Jacobs Hall, Museum of Contemporary Art San Diego
MCASD Members, UC San Diego Faculty & Students: FREE / Non-UCSD Students & Teachers, Older Adults: $5 / Non-Members: $15
UCSD students and faculty: Contact nlesley@ucsd.edu from your @ucsd.edu email to get the code for free tickets. UC San Diego ID is required for free entry.
Since the 1970s, Joey Terrill, a Los Angeles based Chicano artist, has explored the intersection of his Latino and gay male identities in his art. A native Angeleno, he studied at Immaculate Heart Collage and California State University, Los Angeles.
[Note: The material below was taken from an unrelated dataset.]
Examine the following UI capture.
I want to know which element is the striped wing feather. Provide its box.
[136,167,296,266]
Living with HIV for 45 years, his art career has paralleled and documented his four decades as an AIDS activist. His work was featured two years ago in “Made in L.A. 2023: Acts of Living” at Hammer Museum in LA as well as “Copy Machine Manifestos” at the Brooklyn Museum followed by a solo show in January 2024, “Still Here” at the Marc Selwyn Gallery in LA. His work can be found in major museums including the Museum of Modern Art, El Museo del Barrio, and the Whitney Museum, in NY, the Smithsonian American Art Museum in DC, in California at the Oakland Museum of California Art, SFMOMA, the Santa Barbara Museum of Art, MOCA in LA and the Museum of Contemporary Art, San Diego in La Jolla.
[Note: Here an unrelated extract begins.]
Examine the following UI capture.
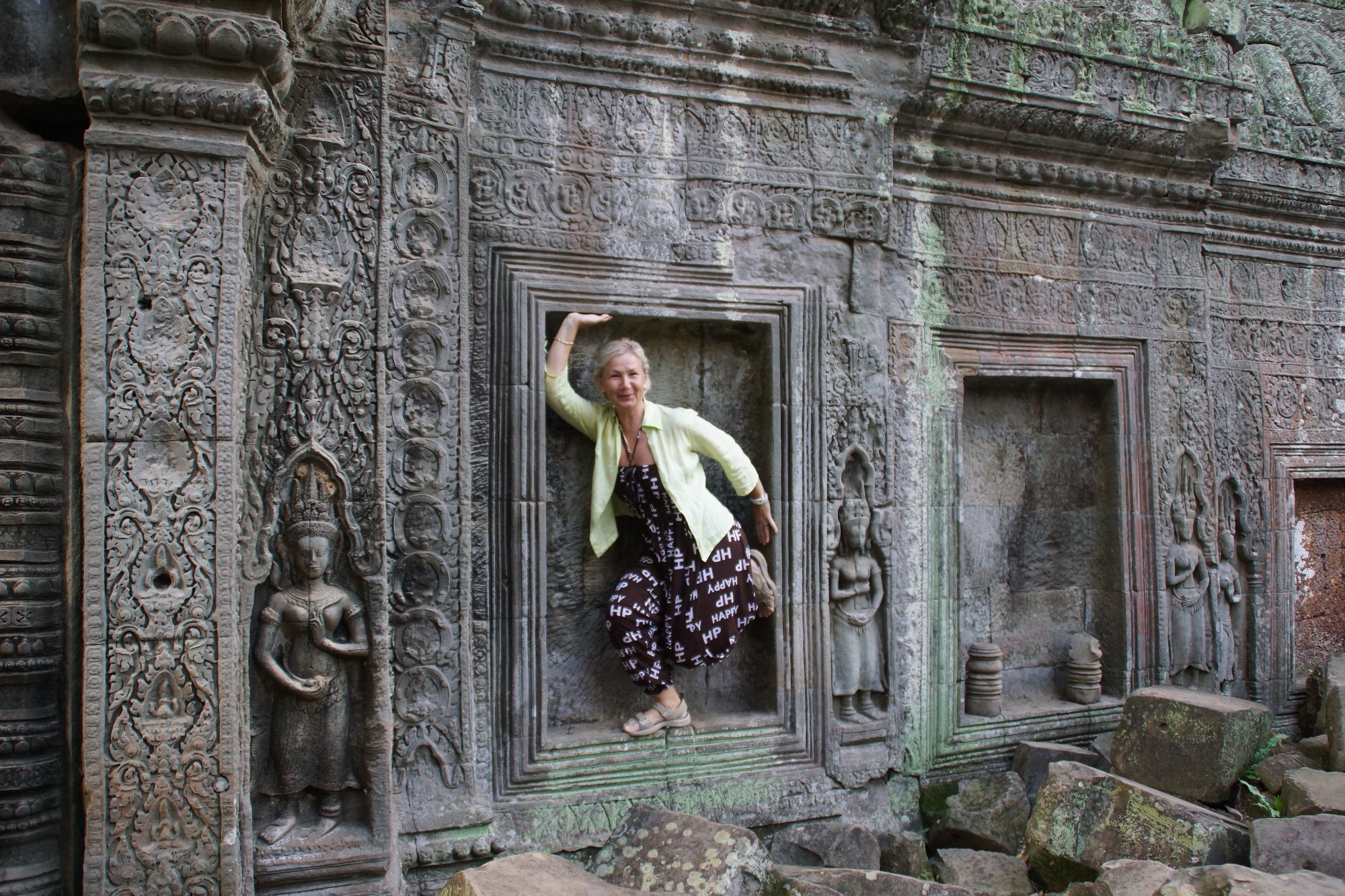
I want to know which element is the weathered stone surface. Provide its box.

The Russell Foundation was established in the will of Betty Russell, one of MCASD's founding docents and a long-time supporter of UC San Diego. She specified that funds from the foundation should help "foster the appreciation and study of the modern visual arts and creativity of young artists" through support for the Museum and the University. Past Russell Lecture speakers have included have included Math Bass (2025), Elliott Hundley (2024), Shizu Saldamando (2023), June Edmonds (2021), Njideka Akunyili Crosby (2020), Rodney McMillian (2019), Zackary Drucker (2018), Miguel Calderón (2017), Andrea Bowers (2016), Judith Barry (2015), Tacita Dean (2014), Byron Kim (2013), Tania Bruguera (2012), and Isaac Julien (2011).
Presented in collaboration with the Museum of Contemporary Art San Diego.